3. Ctésias de Cnide, fils de Ctésiochus, a écrit sur les Indiens et sur leur pays des choses qu’il n’a ni vues ni entendues de la bouche de personne[1]. Jambule a raconté des faits incroyables sur tout ce qui se rencontre dans l’Océan[2] ; il est évident pour tous que cette œuvre n’est qu’une fiction, c’est cependant une composition qui ne manque pas de charmes. Beaucoup d’autres encore ont choisi de semblables sujets : ils racontent, comme des faits personnels, soit des aventures, soit des voyages, où ils font la description d’animaux énormes, d’hommes pleins de cruauté ou vivant d’une façon étrange. L’auteur et le maître de toutes ces impertinences est l’Ulysse d’Homère, qui raconte chez Alcinoüs l’histoire de l’esclavage des vents, d’hommes qui n’ont qu’un œil, qui vivent de chair crue, et dont les mœurs sont tout à fait sauvages ; puis viennent les monstres à plusieurs têtes, la métamorphose des compagnons d’Ulysse opérée au moyen de certains philtres, et mille autres merveilles qu’il débite aux bons Phéaciens[3].

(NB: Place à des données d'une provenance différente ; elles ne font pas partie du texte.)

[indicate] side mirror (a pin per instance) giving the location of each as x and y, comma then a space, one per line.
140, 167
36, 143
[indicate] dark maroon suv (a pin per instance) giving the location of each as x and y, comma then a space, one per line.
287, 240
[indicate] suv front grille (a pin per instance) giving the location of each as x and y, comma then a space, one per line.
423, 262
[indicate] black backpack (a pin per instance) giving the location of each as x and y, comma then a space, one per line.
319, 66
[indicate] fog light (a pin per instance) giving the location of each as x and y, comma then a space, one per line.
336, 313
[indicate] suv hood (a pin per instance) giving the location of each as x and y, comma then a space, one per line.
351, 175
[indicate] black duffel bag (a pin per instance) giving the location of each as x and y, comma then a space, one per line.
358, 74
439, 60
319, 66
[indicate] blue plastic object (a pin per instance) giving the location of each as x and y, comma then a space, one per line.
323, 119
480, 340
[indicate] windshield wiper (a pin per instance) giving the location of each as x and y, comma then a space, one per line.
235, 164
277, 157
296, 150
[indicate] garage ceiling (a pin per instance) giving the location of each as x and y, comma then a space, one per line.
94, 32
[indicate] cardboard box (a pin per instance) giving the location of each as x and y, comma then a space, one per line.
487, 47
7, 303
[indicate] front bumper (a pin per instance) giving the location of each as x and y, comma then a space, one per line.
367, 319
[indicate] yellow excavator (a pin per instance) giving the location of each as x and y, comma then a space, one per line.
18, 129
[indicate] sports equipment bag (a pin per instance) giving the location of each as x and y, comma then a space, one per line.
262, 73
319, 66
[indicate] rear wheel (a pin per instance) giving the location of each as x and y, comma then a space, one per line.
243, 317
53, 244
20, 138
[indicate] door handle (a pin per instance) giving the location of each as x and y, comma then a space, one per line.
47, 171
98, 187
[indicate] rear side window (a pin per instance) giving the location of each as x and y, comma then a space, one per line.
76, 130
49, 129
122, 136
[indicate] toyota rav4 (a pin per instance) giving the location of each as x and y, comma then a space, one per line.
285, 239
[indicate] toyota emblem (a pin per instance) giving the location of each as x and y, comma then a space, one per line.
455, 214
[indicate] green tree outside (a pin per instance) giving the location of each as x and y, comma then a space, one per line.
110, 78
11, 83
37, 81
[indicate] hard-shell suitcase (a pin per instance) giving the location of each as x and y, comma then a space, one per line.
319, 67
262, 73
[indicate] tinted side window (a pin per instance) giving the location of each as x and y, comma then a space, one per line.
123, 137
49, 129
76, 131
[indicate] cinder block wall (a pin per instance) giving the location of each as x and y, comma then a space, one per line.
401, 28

4. Pourtant, quand j’ai lu ces différents auteurs, je ne leur ai pas fait un trop grand crime de leurs mensonges, surtout en voyant que c’était une habitude familière même à ceux qui font profession de philosophie ; et ce qui m’a toujours étonné, c’est qu’ils se soient imaginé qu’en écrivant des fictions, la fausseté de leurs récits échapperait aux lecteurs. Moi-même, cependant, entraîné par le désir de laisser un nom à la postérité, et ne

  1. Voy. les Fragments de Ctésias, dans l’édition d’Hérodote de Didot, p. 79 et suivantes, cf. Vossius, Historiens gr., édition Westermann, p. 51 et suivantes ; Tzelzès, Chiliades, VII, 244, v. 644 ; Aulu-Gelle Nuits attiques, IX, iv.
  2. Sur Jambule, consultez Vossius, p, 457.
  3. Voy l’Odyssée, à partir du chant IX.